Harry decided quite quickly that even Vernon's worst beating was better than staying here in the dark. He scrambled immediately out of the cupboard and stood in the hall. Vernon jerked his thumb at the living room door, and Harry scuttled past, flinching in expectation. However, the harsh cuff he was accustomed to didn't come. Vernon only followed him silently into the living room. There, Harry stood waiting nervously, doing his best to look brave before his cruel relatives, who stood in front of the couch looking especially cross and disheveled. Ordinarily, he would have no trouble standing tall before his three greatest tormentors, but the fear from the cupboard still held its icy grip on his heart, and he was terrified he would be returned there as soon as they had done whatever it is they had summoned him out for.
"Boy," Vernon growled. "We're…That is, we're…" He cleared his throat. "Your aunt and cousin and I…" He cleared his throat again.

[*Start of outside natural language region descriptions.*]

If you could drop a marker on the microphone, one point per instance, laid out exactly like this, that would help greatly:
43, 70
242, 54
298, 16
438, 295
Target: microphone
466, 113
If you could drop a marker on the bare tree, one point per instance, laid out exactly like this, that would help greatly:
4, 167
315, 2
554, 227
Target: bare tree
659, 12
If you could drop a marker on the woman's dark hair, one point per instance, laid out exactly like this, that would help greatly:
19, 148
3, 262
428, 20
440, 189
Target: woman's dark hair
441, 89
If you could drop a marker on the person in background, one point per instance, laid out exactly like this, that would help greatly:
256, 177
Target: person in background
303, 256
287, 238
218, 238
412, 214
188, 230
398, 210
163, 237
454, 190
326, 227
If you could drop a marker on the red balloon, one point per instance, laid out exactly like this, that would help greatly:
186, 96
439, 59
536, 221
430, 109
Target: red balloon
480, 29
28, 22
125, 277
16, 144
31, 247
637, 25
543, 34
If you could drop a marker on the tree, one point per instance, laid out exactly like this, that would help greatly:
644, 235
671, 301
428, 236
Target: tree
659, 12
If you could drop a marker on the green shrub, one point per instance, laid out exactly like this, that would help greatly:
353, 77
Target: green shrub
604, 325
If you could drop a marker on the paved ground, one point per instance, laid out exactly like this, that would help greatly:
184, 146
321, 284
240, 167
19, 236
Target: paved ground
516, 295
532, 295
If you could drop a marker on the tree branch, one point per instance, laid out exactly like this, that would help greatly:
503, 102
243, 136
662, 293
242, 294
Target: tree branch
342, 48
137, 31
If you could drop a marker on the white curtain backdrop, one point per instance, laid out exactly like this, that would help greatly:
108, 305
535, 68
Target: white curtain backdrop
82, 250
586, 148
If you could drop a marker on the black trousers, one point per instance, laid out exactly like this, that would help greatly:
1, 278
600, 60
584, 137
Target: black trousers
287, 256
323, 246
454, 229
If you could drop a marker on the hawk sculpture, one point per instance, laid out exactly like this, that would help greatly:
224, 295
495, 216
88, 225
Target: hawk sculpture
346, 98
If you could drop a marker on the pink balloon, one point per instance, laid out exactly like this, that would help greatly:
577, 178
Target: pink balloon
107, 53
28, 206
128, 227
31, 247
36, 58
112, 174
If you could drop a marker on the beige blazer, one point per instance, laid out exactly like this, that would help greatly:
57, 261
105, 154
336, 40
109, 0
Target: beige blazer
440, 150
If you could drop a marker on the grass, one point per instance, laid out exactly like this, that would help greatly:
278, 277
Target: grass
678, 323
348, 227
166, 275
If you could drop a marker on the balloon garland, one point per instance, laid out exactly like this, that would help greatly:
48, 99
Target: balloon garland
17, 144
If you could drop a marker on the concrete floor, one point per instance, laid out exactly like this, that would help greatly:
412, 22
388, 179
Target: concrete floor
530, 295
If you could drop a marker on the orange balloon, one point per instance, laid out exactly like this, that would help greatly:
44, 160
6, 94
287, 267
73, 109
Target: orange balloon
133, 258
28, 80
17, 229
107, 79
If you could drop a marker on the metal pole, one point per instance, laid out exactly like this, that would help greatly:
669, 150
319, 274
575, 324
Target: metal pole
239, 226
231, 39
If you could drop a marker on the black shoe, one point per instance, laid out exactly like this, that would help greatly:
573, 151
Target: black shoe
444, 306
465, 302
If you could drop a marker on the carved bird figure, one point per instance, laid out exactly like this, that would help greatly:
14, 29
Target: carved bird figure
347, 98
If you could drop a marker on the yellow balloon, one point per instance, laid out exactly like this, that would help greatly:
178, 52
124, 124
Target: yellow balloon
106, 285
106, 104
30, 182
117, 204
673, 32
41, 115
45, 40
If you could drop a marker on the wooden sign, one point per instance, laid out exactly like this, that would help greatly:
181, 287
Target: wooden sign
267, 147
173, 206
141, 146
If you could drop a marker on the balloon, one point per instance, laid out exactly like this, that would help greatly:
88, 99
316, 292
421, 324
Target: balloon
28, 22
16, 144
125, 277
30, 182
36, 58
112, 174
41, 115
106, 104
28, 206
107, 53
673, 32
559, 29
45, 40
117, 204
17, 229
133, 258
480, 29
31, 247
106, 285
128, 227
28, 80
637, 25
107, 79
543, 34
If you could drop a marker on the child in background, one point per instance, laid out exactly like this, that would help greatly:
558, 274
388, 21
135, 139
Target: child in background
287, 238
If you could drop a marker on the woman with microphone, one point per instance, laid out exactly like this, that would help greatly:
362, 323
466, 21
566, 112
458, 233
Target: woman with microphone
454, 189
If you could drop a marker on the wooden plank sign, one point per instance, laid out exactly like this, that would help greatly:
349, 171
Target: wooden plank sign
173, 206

"Oh, for heaven's- We're sorry," Petunia bit out angrily. Dudley nodded enthusiastically, looking terrified, and Vernon grunted, giving his own stiff nod.
"That's all you'll get from us," Vernon said roughly. "So you can put a stop to all this damnable business."
Harry gaped at his relatives. He had to be hearing things. "What damnable business?" He asked in confusion.
"Stop the bad things, alright?" Dudley demanded in a trembling voice. "We're right tired of it, Cousin."
Vernon stepped forward and shoved a scrap of paper into Harry's chest. "You got a guardian angel, Boy. You tell 'em to stop, or no amount of bad luck will stop me beating you into a bloody pulp."
With that said, Vernon led his family from the room. Harry looked down at the note in his hands and smiled at the drifting, looping scrawl he found there. 'You were warned.' Yeah, he definitely had a guardian angel…and he wouldn't trade him for the world.